I can tell when someone recognizes me. There’s this double look, a one-two sweep, that I feel as much as see: a tiny tingle at the base of my neck.
Today, I feel it two hours into camp orientation. A boy across the lawn. Crap.
“Just so you know, you’ll be in charge of all accidents,” Julia, my new senior counselor and essentially my boss this summer, says to me, and I use this as an excuse to turn around to face her. Now his view is only of my back. Better.
“No problem. My parents made me take a first-aid class,” I say cheerfully. We’re standing on a grassy field in the blazing sun, and I try to imagine what this place will look like tomorrow when the kids get here. Until my grandfather died a few years ago, I spent my summers at my grandparents’ house in Maine, and after that, Cat, my then–best friend, and I worked at Torn Pages, Oakdale’s used-book store, so this is my first time taking part in camp life.
I can handle accidents. Some Neosporin and a Band-Aid, preferably adorned with a cartoon character, and the cute little monsters will be good to go.
I have no idea how to handle that boy, though.
“I’m not talking about skinned knees. Our campers are four,” Julia reminds me. “Their control over their sphincter muscles is limited at best.”
“Oh, so there’s a poop element to this job. Gotcha,” I say, thinking it’s funny that people still have to shit even in happy places.
Julia’s black, probably twentyish, and the kind of beautiful that feels like a trick. It’s a slow build, but once you notice, you can’t stop staring. A small star-shaped stud dots her right nostril, quiet confirmation that she’s also effortlessly cool. She’s short, like me, though built more like a gymnast than a prepubescent boy. I wonder if we were both assigned to the youngest kids so that people wouldn’t mix us up with our campers.

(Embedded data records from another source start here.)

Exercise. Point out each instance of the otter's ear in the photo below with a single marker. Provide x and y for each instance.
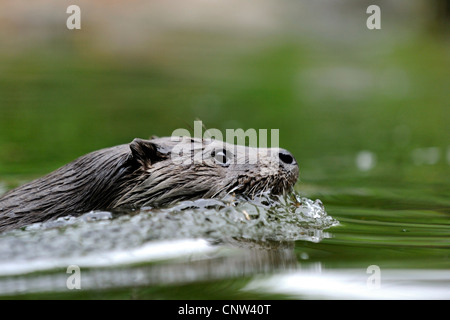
(145, 153)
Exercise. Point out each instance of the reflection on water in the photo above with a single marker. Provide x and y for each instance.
(355, 284)
(190, 241)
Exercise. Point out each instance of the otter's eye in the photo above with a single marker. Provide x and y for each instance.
(221, 157)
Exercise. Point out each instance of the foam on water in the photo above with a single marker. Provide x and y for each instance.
(79, 239)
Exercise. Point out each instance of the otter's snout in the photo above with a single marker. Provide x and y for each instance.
(286, 157)
(289, 164)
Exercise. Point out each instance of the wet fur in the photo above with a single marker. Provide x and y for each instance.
(139, 174)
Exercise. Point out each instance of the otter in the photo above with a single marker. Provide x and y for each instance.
(153, 173)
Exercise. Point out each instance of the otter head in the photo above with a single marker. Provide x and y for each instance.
(179, 168)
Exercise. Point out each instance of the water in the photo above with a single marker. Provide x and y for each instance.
(365, 113)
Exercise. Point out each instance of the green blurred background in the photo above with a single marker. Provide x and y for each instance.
(352, 104)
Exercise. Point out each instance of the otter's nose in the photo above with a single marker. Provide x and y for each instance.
(286, 157)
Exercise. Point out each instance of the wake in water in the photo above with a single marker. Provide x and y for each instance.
(265, 218)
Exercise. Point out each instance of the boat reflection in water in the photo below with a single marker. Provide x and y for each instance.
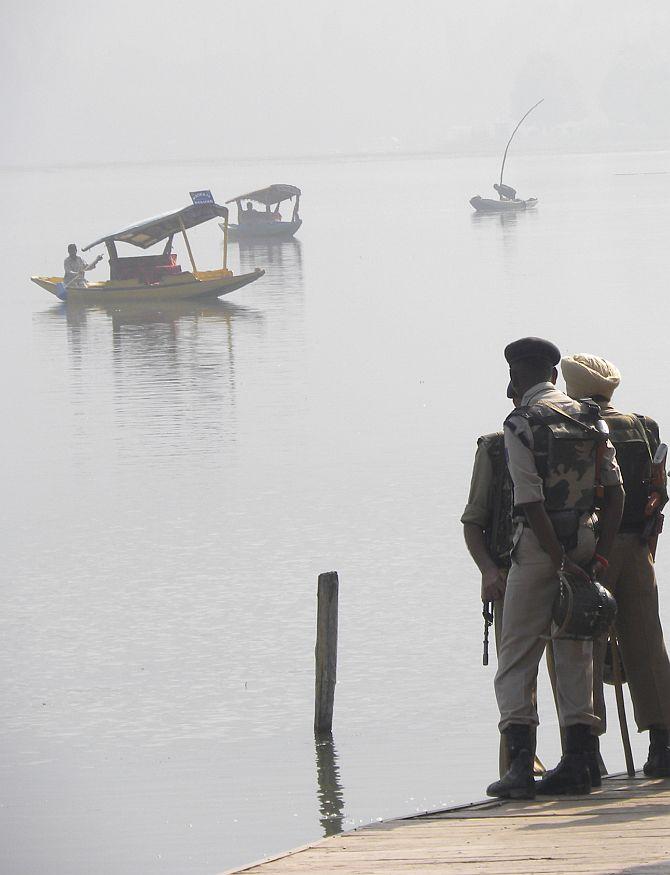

“Also, my future boyfriend is the four-year-old boys’ counselor, so we’ll be paired up with them a lot. That’s Zach.”
Julia points across the expanse of grass to a giant with blond hair and a crooked, goofy, I’m game for anything smile. He’s wearing a tie-dyed Knight’s Day Camp T-shirt, slouchy sweatpants cut off into shorts, and a wide-brimmed hat with a Velcroed chin strap. Of course, he’s standing right next to the boy I’m trying to avoid, who is, presumably, his junior counselor.